No entanto (oh, estranho; oh, mais estranhos dos mistérios!), sempre encontrei nos objetos mais comezinhos e vulgares do mundo uma série de analogias com essa expressão. Desde a época em que a beleza de Ligeia se introduziu no meu espírito e se instalou ali como num relicário, muitos seres do mundo material me provocaram uma sensação análoga à que eu sentia flutuar sobre mim, ou em mim, sob a influência das suas enormes e luminosas pupilas.
Mas
nem por isso eu deixei de ser incapaz de definir exatamente esse sentimento e
de analisá-lo. Reconheci-o muitas vezes no rápido crescimento de uma vinha, na
contemplação de uma falena, de uma borboleta, de uma crisálida, ou numa corrente
de água borbulhante. Encontrei-o no oceano e na passagem de um meteoro. Pressenti-o
no olhar de alguns velhos centenários.
Há
no céu uma ou duas estrelas — sobretudo uma dupla e lucilante que se encontra
próxima da grande estrela da Lira —, que, vistas com o telescópio, me produziram
um sentimento análogo. Também experimentei a mesma sensação com certos sons de
instrumentos de corda, assim como em algumas passagens das minhas leituras.
Entre
outros inumeráveis exemplos, lembro-me bem de que em certo livro de Joseph
Glanville encontrei qualquer coisa extraordinariamente expressiva e evocadora: “Há
nisto uma vontade que não morre.
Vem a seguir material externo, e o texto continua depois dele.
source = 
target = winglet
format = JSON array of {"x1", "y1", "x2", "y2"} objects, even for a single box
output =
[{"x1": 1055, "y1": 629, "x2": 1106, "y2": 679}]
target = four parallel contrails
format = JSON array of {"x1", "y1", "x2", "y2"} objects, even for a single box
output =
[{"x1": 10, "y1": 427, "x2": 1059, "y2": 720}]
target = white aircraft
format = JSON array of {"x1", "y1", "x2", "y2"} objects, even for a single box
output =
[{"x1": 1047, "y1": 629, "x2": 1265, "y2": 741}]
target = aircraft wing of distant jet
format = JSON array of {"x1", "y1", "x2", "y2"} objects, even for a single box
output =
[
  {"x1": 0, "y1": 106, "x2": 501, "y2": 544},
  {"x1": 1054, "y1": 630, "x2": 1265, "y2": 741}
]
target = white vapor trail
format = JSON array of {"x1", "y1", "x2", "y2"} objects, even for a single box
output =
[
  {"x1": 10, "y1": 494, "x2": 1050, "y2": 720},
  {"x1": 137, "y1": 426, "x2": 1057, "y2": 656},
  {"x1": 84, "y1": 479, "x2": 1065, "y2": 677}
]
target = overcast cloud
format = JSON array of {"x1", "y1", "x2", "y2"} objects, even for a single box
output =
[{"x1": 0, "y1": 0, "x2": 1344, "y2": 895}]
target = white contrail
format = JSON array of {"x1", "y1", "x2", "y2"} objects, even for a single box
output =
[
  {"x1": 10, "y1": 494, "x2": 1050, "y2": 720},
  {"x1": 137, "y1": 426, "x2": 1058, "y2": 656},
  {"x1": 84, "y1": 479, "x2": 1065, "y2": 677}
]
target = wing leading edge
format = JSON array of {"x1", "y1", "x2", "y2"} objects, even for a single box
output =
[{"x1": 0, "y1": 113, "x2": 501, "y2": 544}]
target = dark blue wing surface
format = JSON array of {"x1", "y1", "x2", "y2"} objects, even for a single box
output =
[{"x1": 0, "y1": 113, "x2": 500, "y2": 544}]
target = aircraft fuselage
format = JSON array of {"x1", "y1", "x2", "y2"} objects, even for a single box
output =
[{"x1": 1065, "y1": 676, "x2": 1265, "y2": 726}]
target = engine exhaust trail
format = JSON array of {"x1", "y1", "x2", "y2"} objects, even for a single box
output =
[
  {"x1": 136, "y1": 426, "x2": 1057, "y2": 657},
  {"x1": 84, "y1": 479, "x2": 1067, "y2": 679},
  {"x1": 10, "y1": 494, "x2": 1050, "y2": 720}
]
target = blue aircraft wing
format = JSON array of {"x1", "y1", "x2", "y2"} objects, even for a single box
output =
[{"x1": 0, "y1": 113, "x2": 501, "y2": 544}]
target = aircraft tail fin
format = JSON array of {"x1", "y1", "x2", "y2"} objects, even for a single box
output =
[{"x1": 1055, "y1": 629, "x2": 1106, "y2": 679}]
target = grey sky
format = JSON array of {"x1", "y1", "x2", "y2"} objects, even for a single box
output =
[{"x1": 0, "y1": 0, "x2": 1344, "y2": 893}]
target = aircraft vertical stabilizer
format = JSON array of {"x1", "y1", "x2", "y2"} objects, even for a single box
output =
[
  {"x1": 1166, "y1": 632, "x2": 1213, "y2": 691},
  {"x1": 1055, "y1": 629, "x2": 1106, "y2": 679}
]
Quem conhece os mistérios da vontade e a sua
força? Porque Deus não é mais que uma grande vontade, penetrando todas as
coisas com a intensidade que lhe é própria. O homem só cede aos anjos e só se
submete por completo à morte pela fraqueza da sua pobre vontade”.
Reli
e meditei muitas vezes sobre este parágrafo e acabei por estabelecer uma certa
— embora longínqua — relação entre as palavras do filósofo e moralista inglês e
o caráter de Ligeia. Uma intensidade singular no pensamento, na ação, na palavra,
seria talvez o resultado, ou, pelo menos, o indício dessa gigantesca potência
volitiva que, no decorrer das nossas longas relações, havia de dar outras e
mais positivas provas da sua existência.
De
todas as mulheres que conheci, a plácida Ligeia, de aspecto tão tranquilo, era
a presa mais dilacerada pelos tumultuosos abutres da paixão cruel. Eu não podia
avaliar essa paixão a não ser pelo milagroso eflúvio daqueles olhos caridosos e
ao mesmo tempo assustadores, pela melodia quase mágica, a modulação, a nitidez
e doce calma da sua voz profunda, e pela selvagem energia das estranhas
palavras que habitualmente pronunciava e cujo efeito se duplicava contrastando
com a forma como as proferia.
Já
falei da cultura de Ligeia. Era imensa, não igualada por nenhuma mulher.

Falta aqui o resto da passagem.